Years earlier, Lucky had been working as a groundskeeper on an estate north of where we lived when a wayward thread of lightning struck him on the top of the head.
It was something between a miracle and a fluke that Lucky’s injuries were as minor as they were. He spent eighteen hours unconscious, and woke up with a mild headache and strange gaps in his memory. For example, he couldn’t remember the name of his cat, so he eventually renamed it “Bolt.” The cat, Lucky would tell me, never answered to the new name. It seemed instead to be waiting for someone, anyone, to call it by its proper name. No one ever did.
Lucky found himself spending every free minute reading about lightning, researching storm systems, and attending meteorology classes at the local community college. He needed to understand how and why he’d been singled out. Lightning became his great white whale.

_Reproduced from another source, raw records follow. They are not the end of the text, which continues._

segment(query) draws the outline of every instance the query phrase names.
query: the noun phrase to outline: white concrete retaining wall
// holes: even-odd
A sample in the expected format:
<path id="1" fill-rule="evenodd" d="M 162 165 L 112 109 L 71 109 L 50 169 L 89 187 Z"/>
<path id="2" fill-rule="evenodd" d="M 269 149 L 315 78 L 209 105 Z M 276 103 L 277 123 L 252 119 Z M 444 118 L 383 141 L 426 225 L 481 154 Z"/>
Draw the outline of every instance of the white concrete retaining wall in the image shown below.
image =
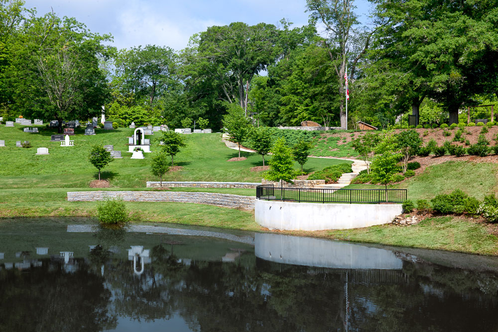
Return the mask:
<path id="1" fill-rule="evenodd" d="M 324 204 L 256 199 L 254 220 L 270 229 L 346 229 L 389 223 L 402 211 L 400 204 Z"/>
<path id="2" fill-rule="evenodd" d="M 147 188 L 158 188 L 159 181 L 147 181 Z M 260 185 L 259 182 L 206 182 L 202 181 L 163 181 L 162 186 L 169 188 L 237 188 L 255 189 Z"/>
<path id="3" fill-rule="evenodd" d="M 71 202 L 104 200 L 107 197 L 121 197 L 129 202 L 181 202 L 209 204 L 228 207 L 254 208 L 255 197 L 215 192 L 182 191 L 70 191 L 67 200 Z"/>

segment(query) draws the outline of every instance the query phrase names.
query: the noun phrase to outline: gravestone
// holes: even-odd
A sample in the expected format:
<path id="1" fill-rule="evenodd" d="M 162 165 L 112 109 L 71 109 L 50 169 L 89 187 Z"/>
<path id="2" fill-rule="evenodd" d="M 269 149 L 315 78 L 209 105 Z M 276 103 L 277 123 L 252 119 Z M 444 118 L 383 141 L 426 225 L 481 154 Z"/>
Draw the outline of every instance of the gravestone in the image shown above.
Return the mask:
<path id="1" fill-rule="evenodd" d="M 64 128 L 64 134 L 72 136 L 74 135 L 74 128 Z"/>
<path id="2" fill-rule="evenodd" d="M 111 152 L 111 157 L 113 157 L 115 159 L 123 158 L 121 157 L 121 151 L 114 151 L 114 150 Z"/>
<path id="3" fill-rule="evenodd" d="M 38 155 L 38 156 L 50 155 L 50 154 L 48 153 L 48 148 L 38 148 L 36 149 L 36 155 Z"/>
<path id="4" fill-rule="evenodd" d="M 60 142 L 64 141 L 64 135 L 52 135 L 50 136 L 50 142 Z"/>
<path id="5" fill-rule="evenodd" d="M 113 129 L 113 123 L 112 121 L 105 121 L 104 123 L 104 129 L 107 130 Z"/>

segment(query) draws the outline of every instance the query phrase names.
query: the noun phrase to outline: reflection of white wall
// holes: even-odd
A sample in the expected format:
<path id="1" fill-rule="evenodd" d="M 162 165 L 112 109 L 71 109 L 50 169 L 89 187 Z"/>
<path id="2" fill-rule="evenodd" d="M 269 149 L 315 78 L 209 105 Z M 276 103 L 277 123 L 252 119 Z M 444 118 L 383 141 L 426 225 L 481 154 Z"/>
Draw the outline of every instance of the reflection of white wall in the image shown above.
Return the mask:
<path id="1" fill-rule="evenodd" d="M 403 262 L 390 250 L 300 236 L 254 235 L 256 257 L 277 263 L 336 269 L 399 269 Z"/>
<path id="2" fill-rule="evenodd" d="M 39 247 L 36 248 L 37 255 L 47 255 L 48 254 L 48 248 Z"/>

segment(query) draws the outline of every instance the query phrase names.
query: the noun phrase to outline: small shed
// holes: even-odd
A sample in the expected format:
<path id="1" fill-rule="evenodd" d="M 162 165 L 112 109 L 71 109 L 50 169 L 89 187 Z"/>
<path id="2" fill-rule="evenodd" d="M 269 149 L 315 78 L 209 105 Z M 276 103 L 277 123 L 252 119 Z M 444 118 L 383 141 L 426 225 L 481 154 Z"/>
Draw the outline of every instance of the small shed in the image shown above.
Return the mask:
<path id="1" fill-rule="evenodd" d="M 357 123 L 358 124 L 358 128 L 361 130 L 377 130 L 378 129 L 376 127 L 374 127 L 363 121 L 358 121 Z"/>

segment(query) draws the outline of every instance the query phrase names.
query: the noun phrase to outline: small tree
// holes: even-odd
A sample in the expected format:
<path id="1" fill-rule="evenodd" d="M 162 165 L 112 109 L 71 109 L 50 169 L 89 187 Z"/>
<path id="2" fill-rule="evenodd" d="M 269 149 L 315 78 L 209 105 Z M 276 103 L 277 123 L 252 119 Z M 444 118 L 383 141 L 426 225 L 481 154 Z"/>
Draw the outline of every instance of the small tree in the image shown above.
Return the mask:
<path id="1" fill-rule="evenodd" d="M 408 161 L 422 146 L 422 139 L 414 130 L 403 131 L 395 137 L 396 146 L 403 155 L 403 172 L 406 172 Z"/>
<path id="2" fill-rule="evenodd" d="M 199 120 L 197 120 L 197 123 L 199 124 L 199 127 L 201 129 L 205 129 L 209 125 L 209 122 L 207 119 L 202 118 L 199 118 Z"/>
<path id="3" fill-rule="evenodd" d="M 190 118 L 185 118 L 181 121 L 182 126 L 184 128 L 190 128 L 192 126 L 192 119 Z"/>
<path id="4" fill-rule="evenodd" d="M 312 148 L 311 143 L 304 140 L 300 140 L 292 147 L 292 157 L 301 165 L 301 172 L 303 172 L 303 165 L 308 161 L 308 155 Z"/>
<path id="5" fill-rule="evenodd" d="M 367 172 L 370 173 L 370 163 L 374 156 L 374 149 L 381 139 L 378 134 L 368 133 L 353 141 L 353 148 L 367 163 Z"/>
<path id="6" fill-rule="evenodd" d="M 228 107 L 228 113 L 223 116 L 223 126 L 230 135 L 229 141 L 239 145 L 240 158 L 241 145 L 252 129 L 250 122 L 244 115 L 244 110 L 235 104 L 231 104 Z"/>
<path id="7" fill-rule="evenodd" d="M 161 140 L 164 142 L 162 151 L 168 156 L 171 156 L 171 166 L 173 166 L 173 157 L 180 152 L 182 148 L 187 146 L 185 138 L 181 134 L 169 131 L 163 132 Z"/>
<path id="8" fill-rule="evenodd" d="M 264 156 L 271 150 L 273 141 L 271 132 L 268 128 L 261 127 L 255 130 L 253 135 L 253 148 L 258 154 L 263 157 L 263 166 L 264 166 Z"/>
<path id="9" fill-rule="evenodd" d="M 265 178 L 270 181 L 282 180 L 292 183 L 296 172 L 294 169 L 292 152 L 287 147 L 285 140 L 278 139 L 273 145 L 271 153 L 273 155 L 268 162 L 270 170 L 265 173 Z"/>
<path id="10" fill-rule="evenodd" d="M 150 172 L 154 176 L 159 176 L 160 178 L 161 187 L 162 187 L 162 176 L 169 169 L 167 156 L 164 152 L 159 153 L 152 158 L 150 163 Z"/>
<path id="11" fill-rule="evenodd" d="M 88 160 L 92 165 L 99 170 L 99 180 L 100 180 L 100 170 L 114 160 L 111 156 L 111 153 L 102 146 L 94 146 L 90 150 Z"/>

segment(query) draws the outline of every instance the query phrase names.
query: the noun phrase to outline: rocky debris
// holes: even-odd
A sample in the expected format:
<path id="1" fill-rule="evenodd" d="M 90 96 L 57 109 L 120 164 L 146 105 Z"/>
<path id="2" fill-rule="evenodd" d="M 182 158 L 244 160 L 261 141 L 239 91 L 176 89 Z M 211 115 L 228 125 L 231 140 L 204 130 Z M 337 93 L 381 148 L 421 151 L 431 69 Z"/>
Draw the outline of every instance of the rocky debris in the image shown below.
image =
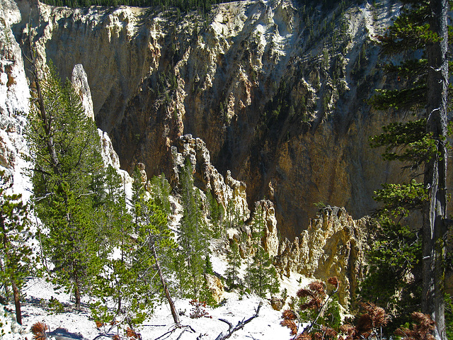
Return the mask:
<path id="1" fill-rule="evenodd" d="M 72 69 L 71 82 L 76 93 L 80 97 L 85 114 L 94 121 L 94 111 L 93 110 L 93 100 L 91 91 L 88 82 L 88 76 L 81 64 L 77 64 Z"/>
<path id="2" fill-rule="evenodd" d="M 225 211 L 229 205 L 234 207 L 235 213 L 242 216 L 243 220 L 250 216 L 247 205 L 246 186 L 245 183 L 231 177 L 226 171 L 226 178 L 212 164 L 210 151 L 200 138 L 192 135 L 184 135 L 176 145 L 171 147 L 173 157 L 172 184 L 179 181 L 179 174 L 188 159 L 194 169 L 194 183 L 203 191 L 210 191 L 217 203 L 222 204 Z"/>
<path id="3" fill-rule="evenodd" d="M 270 200 L 262 200 L 255 203 L 255 212 L 258 210 L 258 207 L 260 207 L 260 211 L 263 212 L 265 225 L 263 245 L 269 256 L 275 256 L 278 254 L 279 240 L 274 205 Z"/>
<path id="4" fill-rule="evenodd" d="M 275 264 L 287 276 L 295 272 L 323 281 L 336 276 L 340 302 L 355 302 L 353 293 L 366 273 L 365 255 L 375 224 L 370 217 L 355 220 L 344 208 L 328 205 L 294 242 L 281 242 Z"/>

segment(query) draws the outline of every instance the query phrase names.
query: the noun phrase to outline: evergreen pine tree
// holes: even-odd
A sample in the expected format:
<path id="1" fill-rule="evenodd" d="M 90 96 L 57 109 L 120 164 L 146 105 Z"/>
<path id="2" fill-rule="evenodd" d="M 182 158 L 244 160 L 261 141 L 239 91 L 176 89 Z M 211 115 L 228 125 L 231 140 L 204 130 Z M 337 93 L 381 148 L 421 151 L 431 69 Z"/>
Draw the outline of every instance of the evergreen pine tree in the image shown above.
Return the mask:
<path id="1" fill-rule="evenodd" d="M 194 188 L 193 168 L 189 159 L 180 176 L 183 215 L 181 218 L 178 243 L 185 255 L 190 286 L 188 296 L 199 300 L 203 286 L 204 262 L 209 253 L 207 228 L 202 215 L 201 198 L 197 188 Z"/>
<path id="2" fill-rule="evenodd" d="M 385 146 L 384 158 L 408 164 L 407 168 L 415 178 L 423 169 L 423 183 L 412 181 L 394 186 L 394 192 L 384 188 L 386 203 L 405 205 L 411 188 L 419 188 L 420 196 L 413 209 L 421 211 L 420 228 L 409 228 L 400 223 L 398 215 L 404 216 L 398 209 L 384 222 L 384 228 L 396 232 L 399 240 L 411 242 L 414 236 L 423 235 L 421 252 L 414 247 L 409 254 L 413 266 L 411 274 L 422 279 L 419 295 L 422 312 L 431 315 L 436 322 L 435 336 L 445 339 L 445 254 L 447 249 L 446 169 L 447 169 L 447 96 L 448 59 L 447 57 L 447 0 L 408 0 L 401 15 L 384 36 L 378 37 L 382 51 L 388 55 L 404 53 L 399 64 L 386 66 L 390 74 L 402 80 L 402 89 L 381 90 L 372 100 L 378 109 L 394 108 L 409 111 L 414 119 L 407 123 L 394 123 L 384 128 L 383 134 L 372 138 L 375 147 Z M 418 57 L 420 52 L 423 55 Z M 377 196 L 379 196 L 378 193 Z M 395 210 L 394 210 L 395 211 Z M 407 213 L 406 213 L 407 214 Z M 411 212 L 411 215 L 412 212 Z M 413 236 L 408 234 L 409 231 Z M 406 234 L 406 235 L 404 235 Z M 401 236 L 404 235 L 404 237 Z M 407 247 L 406 247 L 407 248 Z M 383 249 L 384 250 L 384 249 Z M 385 252 L 385 250 L 384 250 Z M 388 256 L 386 259 L 392 259 Z M 401 256 L 398 261 L 401 261 Z M 408 256 L 406 256 L 408 257 Z M 384 256 L 381 259 L 386 259 Z M 386 263 L 394 270 L 398 262 Z M 387 274 L 388 275 L 388 274 Z M 416 287 L 415 285 L 414 288 Z M 416 293 L 417 290 L 413 292 Z M 396 293 L 390 292 L 390 295 Z M 411 293 L 409 293 L 411 294 Z"/>
<path id="3" fill-rule="evenodd" d="M 226 253 L 226 260 L 228 261 L 225 271 L 226 284 L 229 289 L 234 289 L 239 284 L 239 273 L 241 264 L 239 247 L 235 242 L 233 242 L 230 245 Z"/>
<path id="4" fill-rule="evenodd" d="M 273 266 L 272 259 L 262 244 L 262 238 L 265 233 L 264 212 L 260 205 L 256 205 L 252 229 L 253 244 L 255 251 L 253 261 L 248 265 L 247 271 L 249 286 L 252 291 L 264 298 L 266 292 L 278 293 L 277 280 L 275 279 L 277 271 Z M 273 286 L 271 283 L 274 283 Z"/>
<path id="5" fill-rule="evenodd" d="M 41 76 L 32 70 L 35 92 L 26 136 L 33 169 L 35 209 L 45 225 L 45 254 L 54 264 L 54 280 L 74 293 L 76 305 L 101 266 L 101 235 L 92 219 L 93 176 L 102 169 L 96 125 L 67 81 L 52 64 Z"/>

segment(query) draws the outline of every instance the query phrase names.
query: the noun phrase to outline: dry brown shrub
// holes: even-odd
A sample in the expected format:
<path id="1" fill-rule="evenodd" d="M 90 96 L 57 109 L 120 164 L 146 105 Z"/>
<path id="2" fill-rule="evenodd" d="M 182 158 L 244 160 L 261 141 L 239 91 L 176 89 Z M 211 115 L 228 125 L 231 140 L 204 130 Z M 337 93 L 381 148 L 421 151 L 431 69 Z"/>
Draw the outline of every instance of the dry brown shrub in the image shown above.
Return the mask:
<path id="1" fill-rule="evenodd" d="M 295 320 L 297 319 L 297 315 L 291 310 L 285 310 L 282 314 L 282 319 L 285 320 Z"/>
<path id="2" fill-rule="evenodd" d="M 297 334 L 297 325 L 294 321 L 285 319 L 280 322 L 280 324 L 284 327 L 287 327 L 291 329 L 291 335 L 296 335 Z"/>
<path id="3" fill-rule="evenodd" d="M 31 332 L 33 334 L 34 340 L 46 340 L 47 334 L 46 331 L 50 330 L 44 322 L 36 322 L 31 327 Z"/>
<path id="4" fill-rule="evenodd" d="M 338 281 L 338 278 L 336 276 L 328 278 L 327 279 L 327 282 L 332 285 L 338 285 L 338 283 L 340 283 L 340 281 Z"/>
<path id="5" fill-rule="evenodd" d="M 311 340 L 311 334 L 300 333 L 297 336 L 296 336 L 295 340 Z"/>

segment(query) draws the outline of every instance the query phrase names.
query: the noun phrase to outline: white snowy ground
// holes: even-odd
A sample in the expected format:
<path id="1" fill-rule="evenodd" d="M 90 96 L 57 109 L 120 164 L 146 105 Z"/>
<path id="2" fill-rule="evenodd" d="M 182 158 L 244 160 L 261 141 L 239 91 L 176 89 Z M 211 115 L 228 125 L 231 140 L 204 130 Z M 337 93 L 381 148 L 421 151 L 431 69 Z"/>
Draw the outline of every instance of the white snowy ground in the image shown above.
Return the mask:
<path id="1" fill-rule="evenodd" d="M 215 248 L 215 244 L 212 244 L 212 247 Z M 213 253 L 212 257 L 213 268 L 219 274 L 224 275 L 226 268 L 224 256 L 219 253 L 215 254 L 215 250 Z M 292 274 L 290 278 L 284 277 L 280 283 L 280 290 L 286 288 L 288 296 L 294 296 L 297 290 L 309 282 L 308 279 L 299 274 Z M 62 333 L 66 333 L 67 336 L 79 340 L 93 340 L 102 334 L 102 332 L 96 328 L 94 321 L 90 318 L 88 309 L 79 312 L 74 311 L 71 307 L 67 307 L 71 305 L 71 297 L 64 293 L 57 293 L 52 285 L 43 279 L 30 279 L 23 293 L 25 297 L 25 301 L 22 305 L 23 326 L 21 327 L 12 321 L 12 319 L 14 319 L 14 305 L 10 304 L 7 306 L 7 310 L 10 312 L 6 313 L 6 317 L 3 314 L 4 313 L 0 313 L 0 338 L 2 340 L 33 339 L 33 335 L 30 332 L 30 327 L 38 322 L 44 322 L 49 326 L 51 332 L 57 329 L 62 329 L 64 332 Z M 67 306 L 64 312 L 52 314 L 48 310 L 46 306 L 52 297 Z M 189 317 L 193 308 L 189 304 L 189 300 L 176 300 L 176 309 L 183 314 L 180 316 L 181 324 L 190 326 L 195 332 L 184 332 L 181 337 L 178 338 L 184 329 L 183 328 L 161 337 L 174 325 L 169 307 L 165 303 L 155 307 L 154 314 L 145 320 L 143 325 L 138 329 L 138 332 L 142 334 L 143 340 L 154 340 L 158 338 L 167 340 L 177 339 L 214 340 L 221 332 L 228 329 L 228 325 L 219 321 L 219 319 L 226 319 L 235 326 L 238 322 L 254 315 L 260 302 L 263 302 L 259 316 L 247 324 L 243 329 L 235 332 L 229 339 L 260 340 L 290 339 L 289 329 L 280 324 L 282 310 L 280 312 L 274 310 L 268 300 L 261 299 L 255 295 L 243 295 L 241 298 L 236 293 L 227 292 L 224 293 L 224 298 L 226 302 L 222 306 L 217 308 L 209 307 L 206 308 L 211 318 L 200 319 Z M 3 336 L 1 335 L 2 329 L 5 333 Z M 199 337 L 200 334 L 201 337 Z M 122 339 L 126 339 L 126 337 L 122 336 Z M 68 340 L 68 339 L 57 337 L 55 340 Z"/>
<path id="2" fill-rule="evenodd" d="M 287 283 L 289 283 L 288 280 Z M 286 285 L 285 285 L 286 286 Z M 67 311 L 62 313 L 49 314 L 43 306 L 53 296 L 63 303 L 70 303 L 69 296 L 64 294 L 56 294 L 50 283 L 42 279 L 33 279 L 28 282 L 24 293 L 26 302 L 22 308 L 23 324 L 21 327 L 11 318 L 14 314 L 8 313 L 6 318 L 0 315 L 0 322 L 3 322 L 5 335 L 1 337 L 4 340 L 30 340 L 33 334 L 30 332 L 31 326 L 38 322 L 44 322 L 51 332 L 57 329 L 63 329 L 67 336 L 75 339 L 93 340 L 102 332 L 96 327 L 95 322 L 90 319 L 88 310 L 82 312 Z M 183 325 L 190 326 L 195 331 L 185 332 L 180 338 L 181 340 L 196 339 L 200 334 L 204 340 L 215 339 L 219 334 L 228 329 L 228 325 L 219 319 L 225 319 L 234 325 L 238 322 L 246 319 L 253 316 L 258 304 L 263 302 L 259 316 L 247 324 L 243 329 L 235 332 L 230 339 L 251 339 L 261 340 L 276 340 L 289 339 L 289 330 L 280 325 L 281 312 L 273 310 L 267 300 L 260 299 L 252 295 L 244 295 L 241 298 L 235 293 L 226 293 L 226 302 L 217 308 L 207 307 L 206 311 L 212 318 L 202 317 L 190 319 L 189 315 L 192 306 L 188 300 L 176 300 L 175 303 L 178 311 L 183 314 L 180 317 Z M 14 306 L 10 304 L 7 308 L 13 312 Z M 65 308 L 66 310 L 70 307 Z M 5 324 L 5 322 L 7 324 Z M 154 314 L 147 319 L 139 329 L 143 340 L 154 340 L 172 328 L 173 318 L 170 309 L 166 304 L 156 306 Z M 11 330 L 12 326 L 12 330 Z M 178 329 L 173 333 L 161 339 L 176 339 L 183 329 Z M 106 338 L 101 338 L 106 339 Z M 58 338 L 57 338 L 58 340 Z"/>

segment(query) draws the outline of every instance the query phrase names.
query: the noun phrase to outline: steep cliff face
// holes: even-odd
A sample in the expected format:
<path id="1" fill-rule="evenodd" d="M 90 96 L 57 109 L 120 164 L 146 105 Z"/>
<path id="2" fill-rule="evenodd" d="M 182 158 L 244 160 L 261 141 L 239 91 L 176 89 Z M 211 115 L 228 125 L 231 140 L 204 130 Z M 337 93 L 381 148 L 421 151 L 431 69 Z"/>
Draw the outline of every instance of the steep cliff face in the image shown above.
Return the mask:
<path id="1" fill-rule="evenodd" d="M 277 220 L 273 203 L 268 200 L 255 202 L 253 213 L 246 202 L 247 188 L 243 182 L 231 178 L 229 171 L 224 178 L 211 164 L 210 152 L 205 143 L 191 135 L 179 138 L 173 147 L 174 183 L 184 166 L 185 159 L 190 159 L 194 169 L 195 184 L 205 191 L 211 191 L 225 209 L 234 202 L 234 214 L 242 216 L 239 227 L 226 230 L 230 243 L 236 242 L 243 259 L 253 255 L 251 228 L 259 219 L 263 222 L 264 234 L 261 242 L 271 256 L 282 278 L 292 273 L 326 281 L 336 276 L 340 280 L 338 297 L 340 303 L 354 304 L 359 283 L 367 272 L 366 252 L 373 241 L 377 230 L 376 222 L 367 217 L 355 220 L 344 208 L 326 207 L 319 209 L 309 227 L 292 241 L 279 239 Z M 260 214 L 260 215 L 258 215 Z M 224 254 L 228 244 L 222 243 L 219 253 Z M 219 244 L 217 244 L 219 245 Z"/>
<path id="2" fill-rule="evenodd" d="M 25 52 L 31 38 L 63 77 L 83 64 L 96 123 L 127 170 L 142 162 L 149 176 L 170 176 L 171 147 L 190 133 L 219 173 L 246 183 L 250 206 L 273 202 L 289 237 L 306 228 L 314 203 L 360 217 L 374 208 L 372 191 L 398 177 L 398 165 L 367 146 L 397 118 L 365 101 L 381 86 L 372 40 L 398 8 L 391 1 L 330 10 L 233 2 L 207 18 L 17 4 L 13 31 Z"/>
<path id="3" fill-rule="evenodd" d="M 287 239 L 280 243 L 277 267 L 287 276 L 301 273 L 324 282 L 336 276 L 341 283 L 340 302 L 355 302 L 375 230 L 376 222 L 369 217 L 355 220 L 344 208 L 325 207 L 293 242 Z"/>
<path id="4" fill-rule="evenodd" d="M 13 3 L 2 2 L 0 18 L 0 170 L 14 183 L 14 191 L 27 196 L 24 189 L 30 184 L 21 172 L 26 164 L 21 154 L 27 152 L 23 130 L 30 92 L 21 47 L 11 29 L 21 13 Z"/>

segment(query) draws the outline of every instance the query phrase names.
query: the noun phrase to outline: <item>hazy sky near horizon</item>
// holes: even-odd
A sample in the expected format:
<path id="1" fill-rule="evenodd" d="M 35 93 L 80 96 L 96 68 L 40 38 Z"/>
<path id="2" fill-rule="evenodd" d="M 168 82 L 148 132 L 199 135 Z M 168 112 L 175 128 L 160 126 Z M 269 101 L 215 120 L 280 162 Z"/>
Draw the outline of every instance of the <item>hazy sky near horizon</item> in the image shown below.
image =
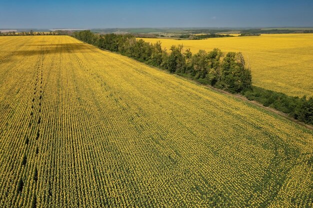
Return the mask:
<path id="1" fill-rule="evenodd" d="M 0 0 L 0 28 L 313 26 L 313 0 Z"/>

Through this obsession, Lucky met and was embraced by an underground network of natural disaster fanatics—tornado chasers, earthquake junkies, hurricane watchers, even one lonely devotee of tsunamis. When they founded the Society for the Study of Natural Phenomena, it was no surprise that Lucky—the only one of the group to have experienced his natural disaster firsthand—was asked to serve as the group’s president.
The first official function of Nat-Phen, as they called themselves, was a presentation at a local library on the dangers of weather. Using blowups of photographs and acetate slides shone on a mammoth screen, the session—titled Hurricanes, Tornadoes, and Lightning: What You Don’t Know Just Might Kill You—was a smashing success. The Putnam County Weekly called it “an eye-opening, hair-raising ride,” and singled out “Lucky Strike the Lightning Man” as a “fellow who knows his stuff.” Other libraries caught wind of the group, and Nat-Phen was invited to give a series of presentations all around southern New York State. My mother read about one of Lucky’s presentations, and that was how he and I met.